Antibodies used in this study included anti-phospho-tyrosine-ERK1/2 (E4), anti-Egr-1 (588), anti-α-tubulin (E-19), and anti-NFκB p65 (C-20) antibodies (all from Santa Cruz Biotechnology, Santa Cruz, CA, USA). Horseradish peroxidase-conjugated goat-anti-rabbit or rabbit-anti goat secondary antibodies were obtained from Thermo Fisher Scientific.
Protein isolation and western blotting
Nuclear and cytoplasmic extracts were isolated using a modified method of Dignam and colleagues , as previously described . Total cell extracts were isolated using RIPA buffer as previously described . Protein concentration was determined using the Pierce BCA Protein assay kit (Pierce, Thermo Fisher Scientific), as per the manufacturers' instructions. For western blotting, 20 μg cytoplasmic protein was loaded into 10% polyacrylamide gels containing SDS and separated by electrophoresis. Proteins were transferred onto Protran™ nitrocellulose membranes (Whatman, Inc., Florham Park, NJ, USA) by electroblotting and were stained with Ponceau S to qualitatively determine equal loading of samples and efficient transfer of proteins. Membranes were blocked in 5% nonfat milk (Carnation, North York, ON, Canada) in 0.05% Tris-buffered saline containing 0.05% Tween-20 (TBST) for 1 hour followed by incubation with primary antibodies in blocking buffer overnight. Membranes were washed in TBST and incubated in 5% milk-TBST with appropriate secondary antibody for 45 minutes to 1.5 hours. Membranes were then washed with TBST and rinsed in Tris-buffered saline prior to incubation in Supersignal West Pico Chemiluminescent Substrate (Pierce, Thermo Fisher Scientific) and exposed to Amersham Hyperfilm ECL (GE Healthcare Bio-Sciences Inc., Baie d'Urfé, QC, Canada). Membranes were stripped using 1 M glycine, pH 2.5, and washed using TBST prior to reprobing.
Total RNA was isolated from cultures by Trizol (Invitrogen) followed by RNeasy clean-up (Qiagen, Mississauga, ON, Canada) as per the manufacturer's directions. Total RNA was quantified spectrophotometrically. High-quality RNA for use in the microarray analysis was confirmed by analysis in the Agilent 2100 Bioanalyzer (Agilent Technologies, Palo Alto, CA, USA).

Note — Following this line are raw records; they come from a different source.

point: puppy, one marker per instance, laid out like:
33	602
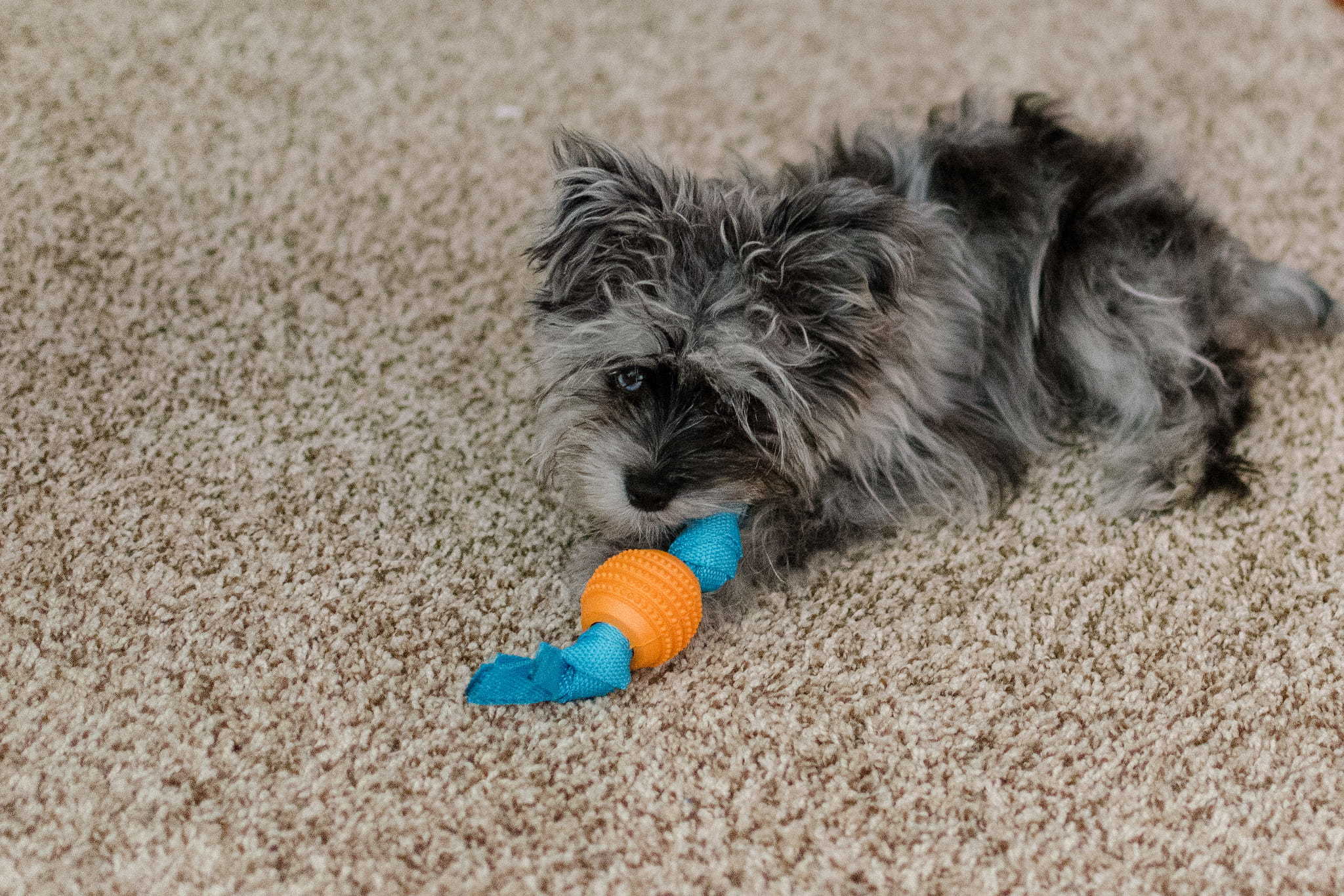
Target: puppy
894	328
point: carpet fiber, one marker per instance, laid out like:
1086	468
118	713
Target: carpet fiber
266	500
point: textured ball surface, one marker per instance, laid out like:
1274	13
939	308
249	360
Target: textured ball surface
651	597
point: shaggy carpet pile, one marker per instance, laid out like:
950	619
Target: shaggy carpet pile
266	496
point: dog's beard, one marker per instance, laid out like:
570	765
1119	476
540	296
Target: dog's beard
591	464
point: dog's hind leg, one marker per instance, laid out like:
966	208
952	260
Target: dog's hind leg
1269	300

Total mRNA (10 μg) from two biological replicates of cells treated with DMSO, U0126, TNFα or U0126 and TNFα, were amplified once and hybridized to RAT230_2.0 gene chips (Affymetrix, Santa Clara, CA, USA). Amplification, labelling, hybridization and detection were performed at the London Regional Genomics Centre (London, ON, Canada) according to the manufacturers' instructions.

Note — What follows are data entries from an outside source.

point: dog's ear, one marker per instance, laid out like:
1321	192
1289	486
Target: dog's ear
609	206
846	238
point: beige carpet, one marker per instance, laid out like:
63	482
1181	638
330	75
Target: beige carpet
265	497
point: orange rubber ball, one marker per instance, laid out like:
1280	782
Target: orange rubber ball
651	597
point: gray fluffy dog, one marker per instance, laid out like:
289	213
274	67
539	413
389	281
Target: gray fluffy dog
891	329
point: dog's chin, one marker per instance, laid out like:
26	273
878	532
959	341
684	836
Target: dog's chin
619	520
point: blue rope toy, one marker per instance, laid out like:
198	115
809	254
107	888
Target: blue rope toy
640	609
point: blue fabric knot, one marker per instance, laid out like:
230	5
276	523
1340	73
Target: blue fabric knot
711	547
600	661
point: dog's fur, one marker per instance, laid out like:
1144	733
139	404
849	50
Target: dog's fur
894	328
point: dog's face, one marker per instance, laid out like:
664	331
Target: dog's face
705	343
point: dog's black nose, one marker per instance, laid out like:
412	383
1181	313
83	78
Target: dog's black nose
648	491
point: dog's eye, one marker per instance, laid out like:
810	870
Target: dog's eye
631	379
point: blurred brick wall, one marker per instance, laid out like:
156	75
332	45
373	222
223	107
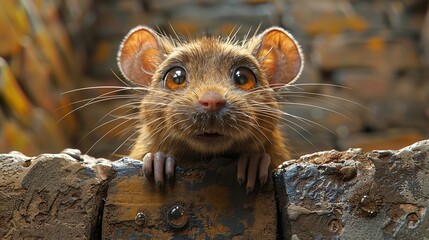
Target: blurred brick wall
41	56
375	52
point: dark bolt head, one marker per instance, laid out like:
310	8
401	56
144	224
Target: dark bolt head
140	219
177	217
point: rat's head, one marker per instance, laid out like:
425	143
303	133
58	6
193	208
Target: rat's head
211	94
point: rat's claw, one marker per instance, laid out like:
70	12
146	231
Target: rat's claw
252	166
158	169
252	172
157	165
263	168
242	168
169	167
147	164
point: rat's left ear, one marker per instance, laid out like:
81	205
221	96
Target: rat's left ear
280	56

Microarray data and gene ontology analysis
The raw expression values were imported into Genespring GX 7.3 (Agilent Technologies). Raw expression values <0.01 were set to 0.01 and the normalization per chip was set to the 50th percentile. Relative gene expression of the 31,099 probe sets on the chip was determined by normalizing the raw expression values for each probe set to the DMSO control (= one-fold change for each probe set) from each independent experiment. To identify genes that were TNFα-regulated, probe sets that were altered ≥ 1.45 in DMSO/TNFα-treated cultures compared with DMSO-treated cultures were determined for each independent experiment. Probe sets identified as being TNFα regulated in both independent experiments were selected for further analysis. Genes whose transcript levels changed ≥ 1.45-fold were selected for study, as our microarray analysis revealed that aggrecan mRNA – a transcript previously shown to be TNFα sensitive  – was reduced approximately 1.45-fold and thus served as a positive control establishing the validity of our microarray data.

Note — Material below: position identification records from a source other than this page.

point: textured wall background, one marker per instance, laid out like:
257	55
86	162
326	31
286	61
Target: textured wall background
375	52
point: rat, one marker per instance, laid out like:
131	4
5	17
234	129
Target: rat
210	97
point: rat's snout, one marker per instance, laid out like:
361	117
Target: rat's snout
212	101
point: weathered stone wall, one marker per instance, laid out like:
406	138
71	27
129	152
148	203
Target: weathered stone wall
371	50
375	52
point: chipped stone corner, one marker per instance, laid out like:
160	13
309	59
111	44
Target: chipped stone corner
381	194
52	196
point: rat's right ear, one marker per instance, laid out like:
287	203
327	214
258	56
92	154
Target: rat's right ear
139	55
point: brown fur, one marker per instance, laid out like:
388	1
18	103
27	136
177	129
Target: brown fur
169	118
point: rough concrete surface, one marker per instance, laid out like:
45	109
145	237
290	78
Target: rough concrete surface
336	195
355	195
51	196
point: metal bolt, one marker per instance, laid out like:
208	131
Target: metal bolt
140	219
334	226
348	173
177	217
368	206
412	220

To identify probe sets whose changes were altered by TNFα in a MEK1/2-dependent fashion, we normalized the fold change in gene expression of U0126/TNFα-treated cultures to that of cultures treated with U0126 alone from both independent experiments. We determined probe sets that were altered <1.45-fold in response to DMSO/TNFα treatment, and hence were TNFα regulated in a U0126-sensitive fashion. The remainder of the genes on the lists of TNFα-regulated probe sets were determined to be TNFα regulated and MEK independent. Probe sets identified as being TNFα regulated and MEK/ERK dependent or MEK/ERK independent in both independent experiments were selected for further analysis.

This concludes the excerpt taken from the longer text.